Sam Gilliam, Untitled, 1997

Untitled, 1997

Lithograph, handmade paper, and collé, 21½ x 22 in., edition of 50

Price

$1,000 CAA individual and institutional members
$1,750 Nonmembers
Framed (maple cap with natural finish)

About the Work

Sam Gilliam’s print is an original mixed-media construction that demonstrates the exceptional care in the selection and production of materials and the playful yet sophisticated sense of color and composition that enliven so many of his works. The work marks a return for Gilliam to the medium of paper, which he extensively explored during the 1970s. Untitled comprises several handmade elements, including a gestural pulp painting unique to each number in the edition. The image of the stamped relief printing that occupies the lower-right portion of the piece derives from a previous work, adding another layer of reference. Other segments are made of custom watermarked, handmade Japanese prints. The combination of these elements creates a work in which the hand of the artist is ever present, and the intimate relationship between artist and work is preserved.

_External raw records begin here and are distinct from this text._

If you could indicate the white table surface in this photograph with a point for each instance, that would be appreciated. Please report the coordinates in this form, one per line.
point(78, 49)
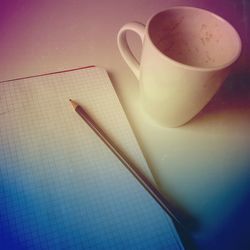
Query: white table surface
point(203, 166)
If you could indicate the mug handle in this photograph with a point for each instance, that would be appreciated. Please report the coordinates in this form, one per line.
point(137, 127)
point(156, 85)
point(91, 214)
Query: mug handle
point(124, 48)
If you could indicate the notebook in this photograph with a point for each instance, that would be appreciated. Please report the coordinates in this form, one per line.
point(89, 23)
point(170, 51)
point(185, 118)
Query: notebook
point(60, 186)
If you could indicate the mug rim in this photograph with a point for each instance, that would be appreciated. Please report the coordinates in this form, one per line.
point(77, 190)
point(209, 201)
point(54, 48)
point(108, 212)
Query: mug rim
point(190, 67)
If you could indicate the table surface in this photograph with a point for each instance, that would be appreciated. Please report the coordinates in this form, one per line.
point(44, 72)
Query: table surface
point(203, 166)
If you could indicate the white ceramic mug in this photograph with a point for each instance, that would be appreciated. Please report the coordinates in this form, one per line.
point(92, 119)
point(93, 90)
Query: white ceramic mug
point(186, 55)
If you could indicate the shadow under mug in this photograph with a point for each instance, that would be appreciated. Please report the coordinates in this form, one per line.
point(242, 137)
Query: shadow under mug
point(186, 55)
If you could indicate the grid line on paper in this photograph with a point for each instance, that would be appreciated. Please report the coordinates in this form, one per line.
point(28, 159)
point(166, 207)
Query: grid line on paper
point(60, 186)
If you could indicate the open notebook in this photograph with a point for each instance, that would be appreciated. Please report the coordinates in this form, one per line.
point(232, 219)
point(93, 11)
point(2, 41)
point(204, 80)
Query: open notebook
point(60, 186)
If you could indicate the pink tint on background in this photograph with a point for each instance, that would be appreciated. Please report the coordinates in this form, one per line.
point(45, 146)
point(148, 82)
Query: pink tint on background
point(45, 36)
point(40, 36)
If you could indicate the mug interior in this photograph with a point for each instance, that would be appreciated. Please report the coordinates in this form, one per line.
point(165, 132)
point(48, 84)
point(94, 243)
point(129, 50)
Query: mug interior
point(194, 37)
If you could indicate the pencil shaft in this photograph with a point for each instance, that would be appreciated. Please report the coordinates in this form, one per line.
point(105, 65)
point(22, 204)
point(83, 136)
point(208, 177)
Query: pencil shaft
point(153, 191)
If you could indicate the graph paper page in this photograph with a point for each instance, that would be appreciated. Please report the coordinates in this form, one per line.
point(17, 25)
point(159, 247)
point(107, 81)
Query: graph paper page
point(60, 186)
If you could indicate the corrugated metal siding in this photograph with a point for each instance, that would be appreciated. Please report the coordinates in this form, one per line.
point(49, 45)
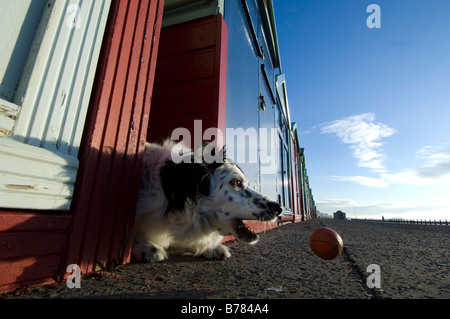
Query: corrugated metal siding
point(58, 89)
point(31, 246)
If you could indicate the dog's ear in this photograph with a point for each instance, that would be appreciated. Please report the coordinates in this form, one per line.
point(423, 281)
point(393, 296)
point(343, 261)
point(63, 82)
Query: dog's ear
point(184, 180)
point(213, 157)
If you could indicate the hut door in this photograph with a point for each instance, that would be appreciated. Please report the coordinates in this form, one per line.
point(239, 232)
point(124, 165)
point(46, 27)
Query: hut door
point(49, 53)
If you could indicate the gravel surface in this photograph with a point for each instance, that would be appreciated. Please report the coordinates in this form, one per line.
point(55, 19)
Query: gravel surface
point(413, 260)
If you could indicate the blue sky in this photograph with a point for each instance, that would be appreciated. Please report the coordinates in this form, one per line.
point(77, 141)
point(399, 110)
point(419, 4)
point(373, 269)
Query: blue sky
point(372, 105)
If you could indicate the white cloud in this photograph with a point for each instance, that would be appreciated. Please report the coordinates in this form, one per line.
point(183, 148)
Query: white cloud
point(415, 210)
point(364, 136)
point(363, 180)
point(435, 172)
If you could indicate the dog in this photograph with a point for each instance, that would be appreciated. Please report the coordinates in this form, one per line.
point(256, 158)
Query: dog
point(192, 204)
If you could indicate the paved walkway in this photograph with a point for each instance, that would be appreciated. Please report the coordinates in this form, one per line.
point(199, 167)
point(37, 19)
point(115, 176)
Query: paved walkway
point(412, 261)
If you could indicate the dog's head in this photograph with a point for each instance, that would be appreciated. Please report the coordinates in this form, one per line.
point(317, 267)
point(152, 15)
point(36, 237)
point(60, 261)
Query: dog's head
point(221, 191)
point(234, 201)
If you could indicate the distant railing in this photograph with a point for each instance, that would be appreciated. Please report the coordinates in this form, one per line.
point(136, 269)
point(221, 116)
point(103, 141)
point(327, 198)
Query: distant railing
point(418, 221)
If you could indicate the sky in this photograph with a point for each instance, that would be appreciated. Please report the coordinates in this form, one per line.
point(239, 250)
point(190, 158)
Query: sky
point(372, 104)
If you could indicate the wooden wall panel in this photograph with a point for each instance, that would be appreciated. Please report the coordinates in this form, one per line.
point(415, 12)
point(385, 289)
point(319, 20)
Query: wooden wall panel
point(190, 80)
point(114, 137)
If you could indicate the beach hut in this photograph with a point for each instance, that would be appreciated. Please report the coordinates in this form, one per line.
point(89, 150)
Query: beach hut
point(339, 215)
point(75, 98)
point(100, 78)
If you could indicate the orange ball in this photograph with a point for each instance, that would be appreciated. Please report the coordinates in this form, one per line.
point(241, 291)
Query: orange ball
point(326, 243)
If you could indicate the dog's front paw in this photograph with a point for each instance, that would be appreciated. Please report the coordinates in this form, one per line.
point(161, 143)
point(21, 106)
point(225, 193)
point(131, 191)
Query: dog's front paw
point(150, 252)
point(218, 252)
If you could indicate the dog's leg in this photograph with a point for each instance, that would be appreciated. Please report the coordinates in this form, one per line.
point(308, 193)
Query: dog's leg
point(148, 251)
point(218, 252)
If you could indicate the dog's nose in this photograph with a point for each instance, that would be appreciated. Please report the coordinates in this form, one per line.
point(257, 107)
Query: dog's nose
point(274, 206)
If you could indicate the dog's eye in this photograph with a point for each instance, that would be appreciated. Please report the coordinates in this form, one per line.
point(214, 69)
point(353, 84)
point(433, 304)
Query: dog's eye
point(236, 183)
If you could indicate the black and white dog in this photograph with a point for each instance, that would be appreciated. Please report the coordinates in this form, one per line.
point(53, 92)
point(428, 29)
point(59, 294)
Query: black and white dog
point(192, 205)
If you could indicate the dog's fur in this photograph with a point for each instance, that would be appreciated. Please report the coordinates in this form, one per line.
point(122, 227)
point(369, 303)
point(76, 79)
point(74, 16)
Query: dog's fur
point(192, 205)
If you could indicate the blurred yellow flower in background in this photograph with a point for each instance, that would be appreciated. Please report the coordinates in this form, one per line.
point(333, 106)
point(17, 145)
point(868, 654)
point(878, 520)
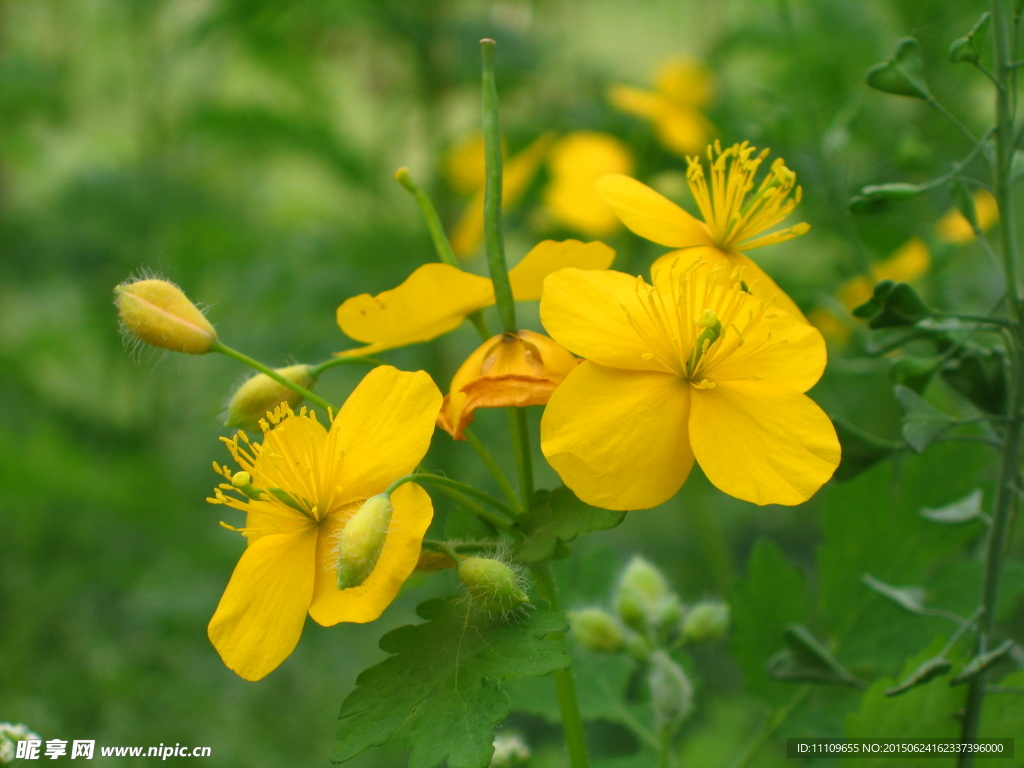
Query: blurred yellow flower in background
point(577, 162)
point(692, 368)
point(952, 227)
point(682, 88)
point(735, 213)
point(436, 298)
point(465, 169)
point(298, 488)
point(521, 369)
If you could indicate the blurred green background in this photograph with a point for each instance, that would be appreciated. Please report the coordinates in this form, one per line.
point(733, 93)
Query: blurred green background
point(245, 150)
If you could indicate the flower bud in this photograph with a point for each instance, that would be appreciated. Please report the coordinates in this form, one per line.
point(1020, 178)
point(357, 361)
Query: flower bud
point(492, 585)
point(361, 541)
point(671, 690)
point(640, 590)
point(707, 621)
point(157, 312)
point(511, 751)
point(260, 393)
point(596, 630)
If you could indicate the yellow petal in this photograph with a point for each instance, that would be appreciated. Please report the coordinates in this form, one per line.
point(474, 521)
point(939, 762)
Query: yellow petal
point(597, 315)
point(762, 443)
point(506, 371)
point(384, 429)
point(259, 620)
point(910, 261)
point(410, 520)
point(683, 130)
point(617, 438)
point(550, 256)
point(756, 279)
point(650, 215)
point(434, 299)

Gilliam was born in Tupelo, Mississippi, and educated at the University of Louisville in Kentucky. Gilliam moved further north to Washington, DC, to launch his career in the late 1960s and early 1970s, when he garnered much recognition for his “suspended paintings.” These draped works liberated the canvas from the frame and challenged the customary separation between sculpture and painting. In the 1980s, Gilliam received a series of major public commissions, including one for the Boston Transit Authority, for which a large sculptural mural was created and installed at the Davis Square station. Success accompanied Gilliam into the 1990s and 2000s. In 2005–6, the Corcoran Gallery of Art in Washington, DC, hosted Sam Gilliam: A Retrospective, the most recent survey of the artist’s work. The show traveled to the Speed Art Museum in Louisville, Kentucky, the Telfair Museum of Art in Savannah, Georgia, and the Contemporary Arts Museum in Houston, Texas.

Gilliam was actively involved in the preliminary stages of establishing CAA’s Professional Development Fellowship Program, which financially assists graduate students in their final year of study. In 1996 he served a visual-artist juror for this program. Gilliam was also a member of CAA’s Board of Directors from 1986 to 1989.